The 25-minute black-and-white documentary short features a poignant reading by Terry Dyer from his book “Letters to a Gay Black Boy,” coupled with a mesmerizing contemporary dance piece performed by Dance NOW! Miami, skillfully executed by David Harris and Anthony Velasquez in their rendition of “Safe Words.” “Queer Allies” stands as a testament to the transformative power of human empathy, showcasing how it can profoundly change lives.
Through candid interviews with six South Florida LGBTQ+ community members, the film unflinchingly explores the challenges faced by LGBTQ+ youth and sheds light on the crucial role parents and teachers play in providing safe spaces, both at home and in schools.

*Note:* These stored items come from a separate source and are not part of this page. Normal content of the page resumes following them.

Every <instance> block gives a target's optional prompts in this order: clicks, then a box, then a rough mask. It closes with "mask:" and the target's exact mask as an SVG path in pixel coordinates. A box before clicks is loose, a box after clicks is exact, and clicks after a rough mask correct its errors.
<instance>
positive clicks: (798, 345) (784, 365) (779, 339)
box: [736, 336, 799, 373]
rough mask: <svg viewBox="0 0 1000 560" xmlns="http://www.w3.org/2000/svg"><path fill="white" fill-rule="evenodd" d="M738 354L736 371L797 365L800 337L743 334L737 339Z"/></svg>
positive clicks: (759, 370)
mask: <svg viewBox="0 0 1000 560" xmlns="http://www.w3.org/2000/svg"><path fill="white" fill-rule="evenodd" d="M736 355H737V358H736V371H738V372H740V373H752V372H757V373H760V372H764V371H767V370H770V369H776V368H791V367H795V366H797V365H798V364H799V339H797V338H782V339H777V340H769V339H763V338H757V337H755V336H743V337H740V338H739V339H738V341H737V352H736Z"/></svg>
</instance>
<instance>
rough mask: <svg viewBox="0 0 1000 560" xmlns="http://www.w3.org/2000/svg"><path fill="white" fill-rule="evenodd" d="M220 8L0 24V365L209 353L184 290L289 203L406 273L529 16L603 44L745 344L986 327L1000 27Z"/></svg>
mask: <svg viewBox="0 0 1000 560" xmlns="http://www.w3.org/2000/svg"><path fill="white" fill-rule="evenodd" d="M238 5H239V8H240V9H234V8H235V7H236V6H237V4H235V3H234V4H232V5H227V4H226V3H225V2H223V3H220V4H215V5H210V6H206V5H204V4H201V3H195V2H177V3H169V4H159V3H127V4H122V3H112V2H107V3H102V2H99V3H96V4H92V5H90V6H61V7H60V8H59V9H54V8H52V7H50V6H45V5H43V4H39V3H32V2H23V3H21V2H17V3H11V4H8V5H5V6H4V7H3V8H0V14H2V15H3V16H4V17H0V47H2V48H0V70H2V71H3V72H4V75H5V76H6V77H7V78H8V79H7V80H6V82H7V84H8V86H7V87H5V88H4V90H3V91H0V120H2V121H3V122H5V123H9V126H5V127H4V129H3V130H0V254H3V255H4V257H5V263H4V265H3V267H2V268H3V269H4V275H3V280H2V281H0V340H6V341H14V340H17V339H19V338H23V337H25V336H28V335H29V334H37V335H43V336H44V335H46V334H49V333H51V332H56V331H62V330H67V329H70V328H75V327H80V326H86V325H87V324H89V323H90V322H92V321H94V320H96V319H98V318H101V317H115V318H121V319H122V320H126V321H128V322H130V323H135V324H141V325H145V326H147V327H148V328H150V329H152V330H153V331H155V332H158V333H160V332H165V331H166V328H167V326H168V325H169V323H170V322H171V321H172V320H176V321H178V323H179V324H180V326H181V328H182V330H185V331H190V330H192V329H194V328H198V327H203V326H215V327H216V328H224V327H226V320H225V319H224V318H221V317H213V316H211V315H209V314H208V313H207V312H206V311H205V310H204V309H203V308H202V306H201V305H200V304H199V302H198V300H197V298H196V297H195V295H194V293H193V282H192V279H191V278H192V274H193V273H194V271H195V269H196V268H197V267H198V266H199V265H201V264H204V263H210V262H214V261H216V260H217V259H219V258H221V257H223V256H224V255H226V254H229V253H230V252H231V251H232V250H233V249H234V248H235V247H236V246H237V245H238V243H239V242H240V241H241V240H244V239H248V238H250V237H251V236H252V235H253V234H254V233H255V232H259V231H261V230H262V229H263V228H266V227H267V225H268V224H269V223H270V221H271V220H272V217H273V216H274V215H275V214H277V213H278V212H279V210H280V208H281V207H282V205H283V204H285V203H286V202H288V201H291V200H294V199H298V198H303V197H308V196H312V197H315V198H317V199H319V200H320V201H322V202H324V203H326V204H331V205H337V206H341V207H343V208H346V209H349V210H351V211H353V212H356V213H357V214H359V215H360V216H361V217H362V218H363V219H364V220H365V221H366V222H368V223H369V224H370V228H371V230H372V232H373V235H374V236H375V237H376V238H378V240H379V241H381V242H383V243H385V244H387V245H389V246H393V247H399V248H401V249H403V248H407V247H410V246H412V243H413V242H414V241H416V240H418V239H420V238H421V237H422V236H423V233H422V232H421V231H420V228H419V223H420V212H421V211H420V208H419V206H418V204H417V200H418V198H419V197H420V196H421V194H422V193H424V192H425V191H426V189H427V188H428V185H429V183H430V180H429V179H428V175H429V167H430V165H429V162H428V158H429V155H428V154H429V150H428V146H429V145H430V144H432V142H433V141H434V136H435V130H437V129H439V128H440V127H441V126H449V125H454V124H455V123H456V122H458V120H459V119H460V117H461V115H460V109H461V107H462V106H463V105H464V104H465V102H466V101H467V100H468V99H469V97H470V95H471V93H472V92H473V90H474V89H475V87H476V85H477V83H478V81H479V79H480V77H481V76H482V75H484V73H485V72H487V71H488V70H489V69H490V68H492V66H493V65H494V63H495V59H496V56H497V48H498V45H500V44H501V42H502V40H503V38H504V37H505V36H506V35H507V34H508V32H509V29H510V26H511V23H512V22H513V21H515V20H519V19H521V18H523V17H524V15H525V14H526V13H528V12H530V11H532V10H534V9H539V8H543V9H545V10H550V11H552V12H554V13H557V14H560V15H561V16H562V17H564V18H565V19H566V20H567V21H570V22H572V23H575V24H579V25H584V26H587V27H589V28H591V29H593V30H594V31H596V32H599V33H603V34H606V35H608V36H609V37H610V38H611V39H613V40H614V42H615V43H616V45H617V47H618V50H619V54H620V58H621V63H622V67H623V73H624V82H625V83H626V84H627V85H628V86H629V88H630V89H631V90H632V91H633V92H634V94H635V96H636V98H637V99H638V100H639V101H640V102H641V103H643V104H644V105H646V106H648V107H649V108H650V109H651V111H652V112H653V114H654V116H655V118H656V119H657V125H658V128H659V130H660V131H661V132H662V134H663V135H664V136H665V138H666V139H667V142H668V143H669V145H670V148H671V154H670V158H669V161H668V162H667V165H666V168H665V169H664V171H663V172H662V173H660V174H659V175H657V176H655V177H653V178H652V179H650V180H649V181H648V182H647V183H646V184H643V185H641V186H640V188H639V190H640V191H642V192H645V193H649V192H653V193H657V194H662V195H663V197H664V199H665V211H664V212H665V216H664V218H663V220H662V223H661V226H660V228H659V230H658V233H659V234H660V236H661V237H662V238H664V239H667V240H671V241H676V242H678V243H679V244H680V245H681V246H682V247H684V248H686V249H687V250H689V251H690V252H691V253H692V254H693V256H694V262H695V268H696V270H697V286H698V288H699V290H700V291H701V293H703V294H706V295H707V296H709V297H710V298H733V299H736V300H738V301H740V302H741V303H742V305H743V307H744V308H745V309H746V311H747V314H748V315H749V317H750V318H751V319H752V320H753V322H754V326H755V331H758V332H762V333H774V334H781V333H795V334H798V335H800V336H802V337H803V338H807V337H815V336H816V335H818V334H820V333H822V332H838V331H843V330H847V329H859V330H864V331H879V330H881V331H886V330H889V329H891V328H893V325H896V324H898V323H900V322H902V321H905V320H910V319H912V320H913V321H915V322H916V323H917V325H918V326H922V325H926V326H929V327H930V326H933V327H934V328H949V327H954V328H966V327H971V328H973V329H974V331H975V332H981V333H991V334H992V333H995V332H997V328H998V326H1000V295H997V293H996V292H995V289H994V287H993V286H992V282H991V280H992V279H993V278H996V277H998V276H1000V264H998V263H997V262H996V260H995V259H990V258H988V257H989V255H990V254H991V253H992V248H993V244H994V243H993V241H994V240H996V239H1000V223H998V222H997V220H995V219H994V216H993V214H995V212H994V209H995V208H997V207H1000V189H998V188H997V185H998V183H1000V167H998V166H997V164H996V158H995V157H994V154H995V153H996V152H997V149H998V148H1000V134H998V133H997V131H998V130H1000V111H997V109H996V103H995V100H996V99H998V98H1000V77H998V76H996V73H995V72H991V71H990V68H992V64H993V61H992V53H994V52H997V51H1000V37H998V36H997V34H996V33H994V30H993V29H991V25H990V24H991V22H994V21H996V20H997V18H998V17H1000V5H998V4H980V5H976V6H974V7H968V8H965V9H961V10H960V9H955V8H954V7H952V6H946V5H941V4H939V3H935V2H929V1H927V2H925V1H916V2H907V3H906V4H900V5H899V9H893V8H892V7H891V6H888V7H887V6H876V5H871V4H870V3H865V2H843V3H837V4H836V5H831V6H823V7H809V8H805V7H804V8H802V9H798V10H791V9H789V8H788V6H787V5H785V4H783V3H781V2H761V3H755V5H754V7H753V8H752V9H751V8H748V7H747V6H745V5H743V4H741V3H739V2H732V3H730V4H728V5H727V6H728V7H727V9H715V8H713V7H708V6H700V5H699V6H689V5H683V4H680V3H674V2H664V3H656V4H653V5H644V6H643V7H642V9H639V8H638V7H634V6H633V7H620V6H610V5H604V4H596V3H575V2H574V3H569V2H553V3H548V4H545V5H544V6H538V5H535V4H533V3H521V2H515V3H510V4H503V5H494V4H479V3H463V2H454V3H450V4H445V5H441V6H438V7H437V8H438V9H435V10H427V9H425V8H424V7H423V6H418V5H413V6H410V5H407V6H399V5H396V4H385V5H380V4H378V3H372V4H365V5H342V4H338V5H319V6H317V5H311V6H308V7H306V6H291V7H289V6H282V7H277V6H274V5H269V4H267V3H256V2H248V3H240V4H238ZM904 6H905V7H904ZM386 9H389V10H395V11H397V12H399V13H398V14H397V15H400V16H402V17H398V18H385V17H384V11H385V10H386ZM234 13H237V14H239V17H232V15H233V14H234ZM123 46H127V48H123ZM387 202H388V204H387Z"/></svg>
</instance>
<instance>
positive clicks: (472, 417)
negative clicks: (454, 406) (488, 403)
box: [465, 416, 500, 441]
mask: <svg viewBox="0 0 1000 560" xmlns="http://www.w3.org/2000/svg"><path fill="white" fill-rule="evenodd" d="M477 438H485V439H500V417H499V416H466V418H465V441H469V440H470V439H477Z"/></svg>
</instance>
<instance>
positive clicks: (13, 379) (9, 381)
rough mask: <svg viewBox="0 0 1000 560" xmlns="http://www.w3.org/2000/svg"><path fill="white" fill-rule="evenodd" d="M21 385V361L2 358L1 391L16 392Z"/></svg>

For those lacking such support, the documentary portrays how queer youth often become their own best allies when their sexual identities are rejected by their parents. Tatiana Williams, a cast member, eloquently captures this struggle, stating, “Oftentimes parents don’t want to really look inside and see if their child is really different… So, for me, it was good for [my mom] to let me know that I was in a safe space.”
“Can I trust you…Should I trust you? You’ve let me down before” – Paulino Mejia, Queer Allies
The Impactful Support:
“Open Dialogues: Queer Allies” not only shines as a beacon of LGBTQ+ representation but also stands as a testament to the importance of allies in creating safe spaces and fostering acceptance. Its victory at the 2023 Orlando Film Festival is not just a win for filmmaker Freddy Rodriguez and producing team at the Art and Culture Center/Hollywood and 66 Films, but a triumph for the entire South Florida LGBTQ+ community and their allies, emphasizing the power of empathy, understanding, and acceptance in shaping a more inclusive world.
“Open Dialogues: Queer Allies” was made possible through a grant from the Community Foundation of Broward, under its Art of Community initiative. This initiative employs the arts as a powerful tool to raise awareness and drive positive change on social issues within Broward County, Florida. The film received crucial support from various funds at the Community Foundation of Broward, including the Helen and Frank Stoykov Charitable Endowment Fund, Frederick W. Jaqua Fund, Deinhardt Charitable Fund, Ruth H. Brown Fund for the Arts, and Anna Bloeser Fund.